I need some easy and cheap recipe idea's suitable for adults and kids.
I have four children and they all like differant things :roll: 
So if you have any ideas I could pinch I would appreciate it muchly 

Cheers


----------



## Demi (Feb 14, 2009)

Oooo I'l ask my brother,hes into all this cooking stuff


----------



## SarahC (Oct 3, 2008)

sainsburys do free recipe cards situated near the checkouts,all cheap ish and easy.


----------



## Effy (Dec 30, 2008)

I'm not much help with cooking...as I don't know many things, but here's a couple I do know, which probably are no good, but I like them. :lol:

Stuffed peppers, the cheats way!
You can use any colour peppers and normal OR sweet potatoes, depending on likes and dislikes. My mother doesn't like sweet potato with red peppers, because it's all too sweet, but that's the best way IMO. ;D

-pepper
-potato
-stuff you want in it! (I use onion & mushrooms mainly)

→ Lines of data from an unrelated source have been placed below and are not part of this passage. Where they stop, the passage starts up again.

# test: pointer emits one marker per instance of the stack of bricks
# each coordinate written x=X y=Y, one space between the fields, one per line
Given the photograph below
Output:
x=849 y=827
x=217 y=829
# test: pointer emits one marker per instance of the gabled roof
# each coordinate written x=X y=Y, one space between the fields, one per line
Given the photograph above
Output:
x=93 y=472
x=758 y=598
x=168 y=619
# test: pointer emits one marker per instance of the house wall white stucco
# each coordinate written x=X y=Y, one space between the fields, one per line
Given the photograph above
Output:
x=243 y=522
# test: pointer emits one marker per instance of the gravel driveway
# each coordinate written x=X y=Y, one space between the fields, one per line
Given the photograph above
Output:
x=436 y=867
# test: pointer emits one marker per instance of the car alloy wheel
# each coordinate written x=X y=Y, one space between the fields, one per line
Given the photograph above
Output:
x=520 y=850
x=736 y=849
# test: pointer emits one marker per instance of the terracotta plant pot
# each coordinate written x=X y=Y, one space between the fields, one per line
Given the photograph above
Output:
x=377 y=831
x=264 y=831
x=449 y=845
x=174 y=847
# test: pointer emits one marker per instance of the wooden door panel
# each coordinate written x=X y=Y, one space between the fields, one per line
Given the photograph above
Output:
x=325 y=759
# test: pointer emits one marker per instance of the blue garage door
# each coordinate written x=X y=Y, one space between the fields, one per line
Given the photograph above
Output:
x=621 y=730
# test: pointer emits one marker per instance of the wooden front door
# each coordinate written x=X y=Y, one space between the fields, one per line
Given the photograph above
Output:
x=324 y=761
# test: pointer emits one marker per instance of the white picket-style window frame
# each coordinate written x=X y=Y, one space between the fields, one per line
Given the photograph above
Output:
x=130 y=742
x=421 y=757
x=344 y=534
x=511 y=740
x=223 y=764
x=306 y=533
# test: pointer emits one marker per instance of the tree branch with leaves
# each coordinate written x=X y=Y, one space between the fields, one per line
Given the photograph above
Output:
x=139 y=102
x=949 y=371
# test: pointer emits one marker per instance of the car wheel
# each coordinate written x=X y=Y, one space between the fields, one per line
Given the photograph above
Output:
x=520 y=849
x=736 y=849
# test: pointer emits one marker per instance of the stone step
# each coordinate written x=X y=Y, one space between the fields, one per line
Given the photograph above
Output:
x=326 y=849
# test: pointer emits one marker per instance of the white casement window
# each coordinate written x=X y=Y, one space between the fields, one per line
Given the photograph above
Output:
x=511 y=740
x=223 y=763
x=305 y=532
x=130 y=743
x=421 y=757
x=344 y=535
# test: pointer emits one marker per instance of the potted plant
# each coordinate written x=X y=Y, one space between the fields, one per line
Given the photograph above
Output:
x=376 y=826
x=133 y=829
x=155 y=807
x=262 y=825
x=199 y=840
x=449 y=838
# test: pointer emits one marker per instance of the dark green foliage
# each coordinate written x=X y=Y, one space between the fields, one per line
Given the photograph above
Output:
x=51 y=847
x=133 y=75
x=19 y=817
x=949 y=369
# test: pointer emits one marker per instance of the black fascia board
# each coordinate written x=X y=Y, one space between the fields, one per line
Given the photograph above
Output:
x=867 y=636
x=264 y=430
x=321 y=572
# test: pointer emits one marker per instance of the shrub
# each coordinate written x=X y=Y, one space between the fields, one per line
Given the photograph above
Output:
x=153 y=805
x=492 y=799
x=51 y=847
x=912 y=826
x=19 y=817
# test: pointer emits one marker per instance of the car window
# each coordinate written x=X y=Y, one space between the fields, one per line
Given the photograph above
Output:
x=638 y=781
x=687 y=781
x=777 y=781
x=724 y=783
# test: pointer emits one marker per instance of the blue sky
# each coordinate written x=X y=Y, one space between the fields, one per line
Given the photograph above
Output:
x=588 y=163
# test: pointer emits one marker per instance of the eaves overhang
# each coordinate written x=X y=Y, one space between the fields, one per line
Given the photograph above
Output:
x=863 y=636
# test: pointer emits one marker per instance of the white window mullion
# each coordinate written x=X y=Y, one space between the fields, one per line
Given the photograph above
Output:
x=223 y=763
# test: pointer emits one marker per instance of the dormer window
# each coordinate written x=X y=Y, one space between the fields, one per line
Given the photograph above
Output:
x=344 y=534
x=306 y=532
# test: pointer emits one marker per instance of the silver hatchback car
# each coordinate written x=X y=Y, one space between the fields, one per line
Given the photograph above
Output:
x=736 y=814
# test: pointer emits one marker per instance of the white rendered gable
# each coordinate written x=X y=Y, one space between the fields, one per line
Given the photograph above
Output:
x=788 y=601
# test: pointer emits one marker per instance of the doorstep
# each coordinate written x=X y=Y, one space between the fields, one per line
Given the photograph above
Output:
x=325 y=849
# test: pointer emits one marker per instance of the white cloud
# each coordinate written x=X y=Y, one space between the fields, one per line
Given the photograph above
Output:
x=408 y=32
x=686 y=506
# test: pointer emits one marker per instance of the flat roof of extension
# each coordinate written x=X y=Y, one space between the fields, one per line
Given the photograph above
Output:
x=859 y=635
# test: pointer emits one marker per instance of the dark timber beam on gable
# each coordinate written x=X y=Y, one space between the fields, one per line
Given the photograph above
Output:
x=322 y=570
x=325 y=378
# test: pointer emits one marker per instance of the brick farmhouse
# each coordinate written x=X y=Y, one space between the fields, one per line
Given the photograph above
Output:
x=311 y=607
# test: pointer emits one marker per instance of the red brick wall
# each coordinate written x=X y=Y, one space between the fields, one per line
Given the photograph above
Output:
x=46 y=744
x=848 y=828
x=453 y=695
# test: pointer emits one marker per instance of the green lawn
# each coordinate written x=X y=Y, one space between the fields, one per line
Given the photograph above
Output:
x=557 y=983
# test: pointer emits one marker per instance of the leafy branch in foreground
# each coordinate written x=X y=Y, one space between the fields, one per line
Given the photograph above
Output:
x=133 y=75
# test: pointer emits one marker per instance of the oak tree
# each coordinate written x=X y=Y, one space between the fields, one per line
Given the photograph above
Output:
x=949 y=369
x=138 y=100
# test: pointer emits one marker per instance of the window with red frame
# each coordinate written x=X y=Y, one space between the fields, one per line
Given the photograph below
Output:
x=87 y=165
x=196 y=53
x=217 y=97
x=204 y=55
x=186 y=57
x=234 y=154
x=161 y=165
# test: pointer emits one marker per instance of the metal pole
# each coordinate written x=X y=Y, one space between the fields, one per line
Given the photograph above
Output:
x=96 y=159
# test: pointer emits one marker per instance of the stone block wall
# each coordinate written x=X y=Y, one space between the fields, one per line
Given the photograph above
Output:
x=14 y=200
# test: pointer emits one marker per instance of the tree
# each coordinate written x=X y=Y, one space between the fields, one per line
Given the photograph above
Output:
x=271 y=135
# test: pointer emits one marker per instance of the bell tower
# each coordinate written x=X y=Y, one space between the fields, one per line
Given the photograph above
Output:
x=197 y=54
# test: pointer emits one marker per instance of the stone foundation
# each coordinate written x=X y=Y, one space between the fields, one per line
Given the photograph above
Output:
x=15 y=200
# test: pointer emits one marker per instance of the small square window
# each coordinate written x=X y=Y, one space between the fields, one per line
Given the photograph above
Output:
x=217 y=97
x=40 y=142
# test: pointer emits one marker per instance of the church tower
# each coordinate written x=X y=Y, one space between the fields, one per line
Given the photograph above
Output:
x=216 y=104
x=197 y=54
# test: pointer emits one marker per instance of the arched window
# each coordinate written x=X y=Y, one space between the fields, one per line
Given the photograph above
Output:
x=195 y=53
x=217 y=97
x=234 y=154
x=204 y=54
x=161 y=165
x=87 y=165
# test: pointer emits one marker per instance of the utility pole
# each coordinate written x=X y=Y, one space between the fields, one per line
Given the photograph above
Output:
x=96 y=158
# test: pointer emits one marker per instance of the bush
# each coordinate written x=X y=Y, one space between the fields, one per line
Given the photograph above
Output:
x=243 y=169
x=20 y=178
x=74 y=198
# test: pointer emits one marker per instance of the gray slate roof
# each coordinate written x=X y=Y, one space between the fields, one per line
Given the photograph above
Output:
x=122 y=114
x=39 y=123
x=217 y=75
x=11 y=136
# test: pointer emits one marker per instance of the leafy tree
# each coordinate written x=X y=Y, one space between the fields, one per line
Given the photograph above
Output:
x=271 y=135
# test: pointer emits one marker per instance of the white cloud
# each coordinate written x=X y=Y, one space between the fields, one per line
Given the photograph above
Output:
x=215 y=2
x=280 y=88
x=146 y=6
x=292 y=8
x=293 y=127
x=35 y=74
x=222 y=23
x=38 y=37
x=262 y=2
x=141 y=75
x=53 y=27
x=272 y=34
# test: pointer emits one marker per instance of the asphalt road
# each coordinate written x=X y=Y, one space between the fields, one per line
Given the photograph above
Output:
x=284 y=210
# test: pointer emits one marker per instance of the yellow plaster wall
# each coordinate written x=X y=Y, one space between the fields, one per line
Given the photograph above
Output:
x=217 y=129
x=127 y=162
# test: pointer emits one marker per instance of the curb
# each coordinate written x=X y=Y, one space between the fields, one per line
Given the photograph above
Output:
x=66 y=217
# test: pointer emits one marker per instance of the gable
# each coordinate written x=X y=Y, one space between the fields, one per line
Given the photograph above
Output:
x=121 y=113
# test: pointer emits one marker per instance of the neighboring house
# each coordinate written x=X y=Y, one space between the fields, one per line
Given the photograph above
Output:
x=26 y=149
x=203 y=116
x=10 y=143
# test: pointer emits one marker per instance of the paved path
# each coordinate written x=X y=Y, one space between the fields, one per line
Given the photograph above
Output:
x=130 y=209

->Prepare the extra things you have (chop onions, clean mushrooms)
->Start cooking these (fry onions and mushrooms)
->Pierce the potato, either all over the place, or a big stab right through the middle
->Microwave this...until...done
->Scoop the crud out of the pepper
->Blanche pepper
->Peel potato
->Mix potato and extra things together and stuff in pepper.

Also, there's just pastas...you have your pasta (whatever kind, shells, spaghetti, whatever) veg (I always have an onion, 2 cloves garlic, cauliflower, sweetcorn, peas, broccoli,...you can have WHATEVER is liked in the house) and whatever meat you want (Well...beef and pork wouldn't really go with this I don't think, but chicken, turkey and tuna have been fabulous so far) and for the sauce, 2 tins of peeled plum tomatoes and mayo or cream cheese.

...I won't tell you how to do that one step by step, because you basically just cook everything normally and mix it all together...simples. Mush the tomatoes up and take out the stalky bits, mix in the creamy stuff until it tastes nice, add some mixed herbs if you want.

I also like 'making pizza'. I either toast breadcakes and put cheese and toppings on, or buy a cheesy frozen pizza, scrape the cheese off, add toppings and put the cheese back on...then cook as it says to. Then you can add whatever people like, you know it's got fresh things on it, but it's still convenient and easy. =]

You'd think I could help more, having done this in college for a year. :roll:


----------



## Kage Davies (Dec 21, 2008)

El studente does not recommend bonjella sandwhiches.

Sorreh. I eat very expensively for a student XD. I will ask my friend when I go home for Easter, however. As a single mother of two she has quite a low budget recipe book :3.


----------